Un même crédit immobilier peut encore afficher 16 000 € d’écart selon la banque choisie en mai 2026. Les taux semblent stables en façade, mais derrière les vitrines bancaires, la bataille commerciale a clairement repris.
Les taux immobiliers restent stables en mai 2026
Après plusieurs mois de tensions, le marché du crédit retrouve un peu de calme. Les taux moyens tournent autour de 3,27 % sur 15 ans, 3,42 % sur 20 ans et 3,50 % sur 25 ans. Autrement dit, quasiment aucune évolution par rapport à avril.
Mais cette stabilité cache une réalité beaucoup plus nerveuse. Certaines banques remontent discrètement leurs barèmes. D’autres, au contraire, baissent leurs taux pour récupérer des dossiers.
Pourquoi les banques avancent en ordre dispersé
Deux stratégies s’opposent clairement en mai 2026. Les établissements prudents anticipent un éventuel retour de l’inflation et protègent leurs marges. Résultat : de petites hausses apparaissent sur certaines grilles.
À l’inverse, des banques comme le CCF ont déjà fait machine arrière après des hausses jugées trop agressives. Certaines baisses atteignent même 0,25 point selon les profils emprunteurs.
Cette opposition crée un marché beaucoup plus imprévisible qu’en 2024 ou 2025. Pour un même dossier, les écarts de conditions deviennent parfois énormes selon l’établissement sollicité.

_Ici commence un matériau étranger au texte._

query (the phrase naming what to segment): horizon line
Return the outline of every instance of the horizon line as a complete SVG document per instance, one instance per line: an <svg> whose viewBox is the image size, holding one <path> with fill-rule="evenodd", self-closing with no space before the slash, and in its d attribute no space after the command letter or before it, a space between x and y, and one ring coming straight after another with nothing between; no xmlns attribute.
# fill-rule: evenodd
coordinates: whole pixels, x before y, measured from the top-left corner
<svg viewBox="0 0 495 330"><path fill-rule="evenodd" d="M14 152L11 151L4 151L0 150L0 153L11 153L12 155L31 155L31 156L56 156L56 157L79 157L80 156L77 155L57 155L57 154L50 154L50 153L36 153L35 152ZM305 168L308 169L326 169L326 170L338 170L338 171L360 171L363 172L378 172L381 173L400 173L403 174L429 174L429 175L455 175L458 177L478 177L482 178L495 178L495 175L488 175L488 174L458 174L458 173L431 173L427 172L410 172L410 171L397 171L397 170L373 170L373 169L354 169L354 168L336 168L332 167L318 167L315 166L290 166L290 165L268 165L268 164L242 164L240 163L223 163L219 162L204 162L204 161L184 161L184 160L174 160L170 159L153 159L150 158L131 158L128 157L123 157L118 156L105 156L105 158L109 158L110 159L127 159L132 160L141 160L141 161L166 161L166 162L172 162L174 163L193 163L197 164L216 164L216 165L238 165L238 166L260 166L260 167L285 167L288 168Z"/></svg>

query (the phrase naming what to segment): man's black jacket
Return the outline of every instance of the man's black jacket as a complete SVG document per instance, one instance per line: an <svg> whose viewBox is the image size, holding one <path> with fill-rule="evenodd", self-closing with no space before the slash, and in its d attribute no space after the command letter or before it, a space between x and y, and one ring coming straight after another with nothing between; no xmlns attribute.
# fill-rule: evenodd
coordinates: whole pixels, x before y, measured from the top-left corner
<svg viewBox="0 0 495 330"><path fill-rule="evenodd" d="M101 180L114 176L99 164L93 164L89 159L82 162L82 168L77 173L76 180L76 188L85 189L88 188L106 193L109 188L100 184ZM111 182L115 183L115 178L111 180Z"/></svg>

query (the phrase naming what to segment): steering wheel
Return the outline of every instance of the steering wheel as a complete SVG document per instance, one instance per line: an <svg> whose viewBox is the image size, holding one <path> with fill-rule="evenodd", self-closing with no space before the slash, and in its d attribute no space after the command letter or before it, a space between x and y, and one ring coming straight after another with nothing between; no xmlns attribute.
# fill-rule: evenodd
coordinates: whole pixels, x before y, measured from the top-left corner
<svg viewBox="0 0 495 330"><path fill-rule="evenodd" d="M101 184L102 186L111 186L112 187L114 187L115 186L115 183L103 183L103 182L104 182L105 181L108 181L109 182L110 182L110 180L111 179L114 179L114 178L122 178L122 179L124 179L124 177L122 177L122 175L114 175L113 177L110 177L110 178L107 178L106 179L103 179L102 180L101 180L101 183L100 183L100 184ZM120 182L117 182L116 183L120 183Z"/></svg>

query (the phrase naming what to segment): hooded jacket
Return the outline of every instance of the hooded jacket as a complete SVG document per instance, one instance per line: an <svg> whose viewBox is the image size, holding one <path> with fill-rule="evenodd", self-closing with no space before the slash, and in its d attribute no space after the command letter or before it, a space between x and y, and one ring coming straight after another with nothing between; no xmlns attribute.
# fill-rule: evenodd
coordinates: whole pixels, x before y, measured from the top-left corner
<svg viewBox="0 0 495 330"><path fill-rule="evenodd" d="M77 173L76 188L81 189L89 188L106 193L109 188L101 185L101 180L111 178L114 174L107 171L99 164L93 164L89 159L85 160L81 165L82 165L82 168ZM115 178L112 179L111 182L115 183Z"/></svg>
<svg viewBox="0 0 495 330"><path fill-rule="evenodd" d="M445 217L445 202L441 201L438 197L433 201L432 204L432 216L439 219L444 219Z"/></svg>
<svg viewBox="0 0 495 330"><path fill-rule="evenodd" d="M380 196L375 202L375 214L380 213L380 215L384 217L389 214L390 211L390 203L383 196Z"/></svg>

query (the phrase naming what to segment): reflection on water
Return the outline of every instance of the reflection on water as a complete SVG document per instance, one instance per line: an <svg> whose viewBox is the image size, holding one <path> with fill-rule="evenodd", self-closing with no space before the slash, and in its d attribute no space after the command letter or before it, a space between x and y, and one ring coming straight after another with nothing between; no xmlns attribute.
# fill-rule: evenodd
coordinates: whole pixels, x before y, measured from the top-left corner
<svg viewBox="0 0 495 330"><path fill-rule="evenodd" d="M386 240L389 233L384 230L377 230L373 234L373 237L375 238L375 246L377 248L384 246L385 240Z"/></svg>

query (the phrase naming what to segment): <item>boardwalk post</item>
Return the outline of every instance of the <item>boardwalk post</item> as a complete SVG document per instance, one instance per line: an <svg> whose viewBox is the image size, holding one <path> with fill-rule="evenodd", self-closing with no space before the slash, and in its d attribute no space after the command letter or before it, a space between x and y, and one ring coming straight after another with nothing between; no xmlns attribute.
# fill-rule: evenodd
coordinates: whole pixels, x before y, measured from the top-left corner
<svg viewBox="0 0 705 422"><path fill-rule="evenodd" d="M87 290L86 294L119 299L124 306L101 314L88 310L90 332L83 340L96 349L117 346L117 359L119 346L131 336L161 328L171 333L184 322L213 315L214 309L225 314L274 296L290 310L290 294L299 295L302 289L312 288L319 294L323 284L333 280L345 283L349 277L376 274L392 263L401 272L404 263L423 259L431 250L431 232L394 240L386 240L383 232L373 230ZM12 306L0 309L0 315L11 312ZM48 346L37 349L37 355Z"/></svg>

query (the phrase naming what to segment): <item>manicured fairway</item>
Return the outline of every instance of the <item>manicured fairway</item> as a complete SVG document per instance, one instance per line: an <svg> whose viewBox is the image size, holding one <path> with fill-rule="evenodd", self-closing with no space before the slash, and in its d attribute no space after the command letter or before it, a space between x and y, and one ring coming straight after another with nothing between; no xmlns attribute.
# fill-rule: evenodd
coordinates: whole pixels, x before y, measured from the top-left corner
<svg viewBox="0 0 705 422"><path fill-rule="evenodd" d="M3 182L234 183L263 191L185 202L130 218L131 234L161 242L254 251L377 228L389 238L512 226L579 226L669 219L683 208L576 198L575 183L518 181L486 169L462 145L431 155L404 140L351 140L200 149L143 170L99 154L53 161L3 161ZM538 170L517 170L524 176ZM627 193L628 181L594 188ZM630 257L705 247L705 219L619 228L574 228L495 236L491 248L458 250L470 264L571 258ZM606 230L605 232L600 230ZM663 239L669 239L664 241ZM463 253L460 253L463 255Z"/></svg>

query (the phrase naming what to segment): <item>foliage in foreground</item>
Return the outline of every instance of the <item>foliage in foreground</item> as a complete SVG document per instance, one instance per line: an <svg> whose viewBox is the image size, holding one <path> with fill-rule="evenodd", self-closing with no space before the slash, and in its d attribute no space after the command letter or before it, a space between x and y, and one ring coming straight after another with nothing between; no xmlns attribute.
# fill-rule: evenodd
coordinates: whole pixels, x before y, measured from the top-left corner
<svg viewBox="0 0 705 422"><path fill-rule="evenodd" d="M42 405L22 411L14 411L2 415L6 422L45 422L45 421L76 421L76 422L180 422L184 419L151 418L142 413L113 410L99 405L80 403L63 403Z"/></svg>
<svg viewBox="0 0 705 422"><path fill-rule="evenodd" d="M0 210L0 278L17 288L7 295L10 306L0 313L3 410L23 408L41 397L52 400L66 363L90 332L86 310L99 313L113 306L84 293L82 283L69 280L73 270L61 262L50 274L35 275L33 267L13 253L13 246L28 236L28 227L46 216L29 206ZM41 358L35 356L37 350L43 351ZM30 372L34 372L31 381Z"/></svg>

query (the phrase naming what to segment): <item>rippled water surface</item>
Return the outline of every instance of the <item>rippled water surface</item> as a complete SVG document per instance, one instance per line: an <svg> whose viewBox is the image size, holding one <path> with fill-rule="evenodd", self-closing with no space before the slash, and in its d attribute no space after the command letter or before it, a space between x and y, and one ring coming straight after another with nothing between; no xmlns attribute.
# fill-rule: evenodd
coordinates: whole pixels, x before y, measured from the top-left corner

Ce que montre vraiment l’OAT 10 ans
L’autre signal surveillé par les banques reste l’OAT 10 ans. Cet indicateur, lié au coût d’emprunt de l’État français, influence directement les taux immobiliers proposés aux particuliers.
Après un pic à 3,87 % en avril, l’OAT se stabilise autour de 3,70 %. Ce léger reflux évite une nouvelle flambée des crédits immobiliers. Ce qui change tout ? Les banques peuvent rester compétitives sans rogner totalement leurs marges.
Combien pouvez-vous emprunter en mai 2026
Sur le papier, les variations de taux semblent presque invisibles. Pourtant, quelques centièmes suffisent parfois à modifier un dossier ou une mensualité. Surtout sur des montants élevés.
Un couple gagnant 4 000 € nets mensuels peut aujourd’hui emprunter autour de 279 000 € sur 25 ans. La différence avec avril ? À peine quelques centaines d’euros de capacité supplémentaire.
L’impact réel des micro-variations de taux
Pour les profils plus élevés, l’effet devient un peu plus visible. Un emprunt de 450 000 € sur 25 ans avec une hausse de 0,05 point représente environ 12 € de mensualité supplémentaire.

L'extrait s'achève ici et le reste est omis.